DES RISQUES POUR TOUTE LA FILIÈRE

À l'heure où nous bouclons, nous ne savons pas comment les agriculteurs vont accueillir les mesures d'urgence prévues par le gouvernement. Les Bonnets rouges, en tout cas, étaient prêts à agir. Ils ont appelé à rejoindre les mobilisations d'agriculteurs le 22 juillet. Au-delà, y aura-t-il des mesures structurelles pour enrayer les difficultés de l'élevage ? Les éleveurs, en tout cas, en réclament.

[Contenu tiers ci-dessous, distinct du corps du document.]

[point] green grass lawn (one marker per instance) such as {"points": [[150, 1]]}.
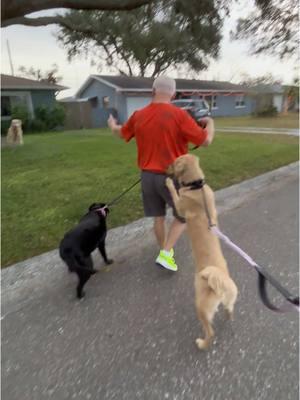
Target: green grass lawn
{"points": [[48, 183], [290, 121]]}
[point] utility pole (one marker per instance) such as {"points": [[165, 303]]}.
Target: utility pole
{"points": [[10, 59]]}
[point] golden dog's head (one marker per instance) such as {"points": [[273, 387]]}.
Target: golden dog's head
{"points": [[186, 168]]}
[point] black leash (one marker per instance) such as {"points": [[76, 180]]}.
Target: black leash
{"points": [[115, 200]]}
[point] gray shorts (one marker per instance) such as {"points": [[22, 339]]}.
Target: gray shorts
{"points": [[156, 195]]}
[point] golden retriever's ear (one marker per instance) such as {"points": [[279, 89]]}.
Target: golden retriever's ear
{"points": [[179, 167], [170, 169]]}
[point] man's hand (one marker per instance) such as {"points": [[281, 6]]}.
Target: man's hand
{"points": [[111, 122]]}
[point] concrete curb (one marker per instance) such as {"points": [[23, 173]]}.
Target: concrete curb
{"points": [[28, 278]]}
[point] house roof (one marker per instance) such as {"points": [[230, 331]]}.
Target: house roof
{"points": [[130, 82], [15, 82], [268, 89], [135, 84]]}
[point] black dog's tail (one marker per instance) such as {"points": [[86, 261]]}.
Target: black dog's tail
{"points": [[74, 261]]}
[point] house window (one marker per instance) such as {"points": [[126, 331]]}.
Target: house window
{"points": [[5, 106], [214, 102], [240, 101], [105, 100], [94, 102]]}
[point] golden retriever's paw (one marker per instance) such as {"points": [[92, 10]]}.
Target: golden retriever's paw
{"points": [[201, 344], [170, 184], [229, 315]]}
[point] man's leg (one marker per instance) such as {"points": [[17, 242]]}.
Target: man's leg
{"points": [[176, 229], [159, 231]]}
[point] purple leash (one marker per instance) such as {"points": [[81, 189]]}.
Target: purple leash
{"points": [[263, 276]]}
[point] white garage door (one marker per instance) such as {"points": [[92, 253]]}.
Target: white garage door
{"points": [[135, 103]]}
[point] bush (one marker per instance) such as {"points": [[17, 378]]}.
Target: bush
{"points": [[4, 127], [36, 125], [21, 112], [269, 111]]}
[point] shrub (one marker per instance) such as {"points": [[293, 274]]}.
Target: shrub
{"points": [[4, 127], [21, 112], [36, 125]]}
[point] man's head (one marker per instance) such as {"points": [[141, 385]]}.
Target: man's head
{"points": [[164, 87]]}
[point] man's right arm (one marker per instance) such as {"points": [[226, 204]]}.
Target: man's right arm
{"points": [[114, 126], [125, 131], [210, 129]]}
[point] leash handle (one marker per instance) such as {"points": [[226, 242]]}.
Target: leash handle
{"points": [[263, 277], [262, 288]]}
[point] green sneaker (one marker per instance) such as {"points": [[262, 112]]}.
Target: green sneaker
{"points": [[166, 260]]}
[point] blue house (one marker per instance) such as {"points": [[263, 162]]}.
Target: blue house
{"points": [[122, 95], [30, 93]]}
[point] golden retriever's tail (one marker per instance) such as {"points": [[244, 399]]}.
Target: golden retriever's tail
{"points": [[222, 285]]}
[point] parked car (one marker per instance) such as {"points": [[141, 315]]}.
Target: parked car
{"points": [[196, 108]]}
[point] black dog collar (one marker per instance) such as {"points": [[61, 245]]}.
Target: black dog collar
{"points": [[195, 184]]}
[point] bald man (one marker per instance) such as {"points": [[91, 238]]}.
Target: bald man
{"points": [[162, 132]]}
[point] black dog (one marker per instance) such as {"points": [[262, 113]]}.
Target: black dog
{"points": [[77, 245]]}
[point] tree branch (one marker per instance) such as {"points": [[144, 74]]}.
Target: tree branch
{"points": [[19, 8]]}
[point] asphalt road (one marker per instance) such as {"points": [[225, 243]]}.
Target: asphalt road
{"points": [[133, 335]]}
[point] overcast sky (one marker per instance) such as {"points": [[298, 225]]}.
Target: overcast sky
{"points": [[38, 47]]}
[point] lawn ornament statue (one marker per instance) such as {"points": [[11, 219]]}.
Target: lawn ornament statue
{"points": [[15, 133]]}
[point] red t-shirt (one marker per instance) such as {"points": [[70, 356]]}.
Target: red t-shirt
{"points": [[162, 132]]}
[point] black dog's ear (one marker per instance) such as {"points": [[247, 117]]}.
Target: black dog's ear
{"points": [[92, 206]]}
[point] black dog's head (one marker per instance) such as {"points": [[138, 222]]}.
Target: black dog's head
{"points": [[101, 208]]}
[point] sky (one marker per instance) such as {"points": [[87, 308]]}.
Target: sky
{"points": [[37, 47]]}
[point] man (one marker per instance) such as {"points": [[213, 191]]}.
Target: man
{"points": [[162, 133]]}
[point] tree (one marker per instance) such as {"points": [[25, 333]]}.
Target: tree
{"points": [[49, 76], [272, 28], [15, 11], [146, 41], [268, 79]]}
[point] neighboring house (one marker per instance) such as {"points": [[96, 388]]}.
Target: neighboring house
{"points": [[265, 96], [122, 95], [27, 92]]}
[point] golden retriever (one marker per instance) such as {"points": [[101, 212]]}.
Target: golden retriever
{"points": [[15, 132], [213, 284]]}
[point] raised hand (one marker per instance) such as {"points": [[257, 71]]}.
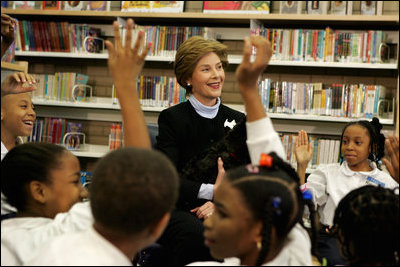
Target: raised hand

Bien que la crise porcine ne soit pas la même que celle de la viande bovine ou du lait, les risques sont les mêmes pour toutes les filières animales : si trop d'éleveurs jettent l'éponge, si certaines zones deviennent des déserts laitiers (par exemple), des cas de surcapacité guetteront les industriels de la transformation, mais aussi les fabricants d'aliments. « Chacun, les transformateurs, les salaisonniers, la distribution, a pris conscience de la nécessité de préserver l'élevage en France », a assuré Stéphane Le Foll le 21 juillet. C'est la détresse des éleveurs qui focalise aujourd'hui l'attention, mais les maillons de la transformation aussi ont besoin de dégager des marges suffisantes pour assainir les rela-tions intra-filières.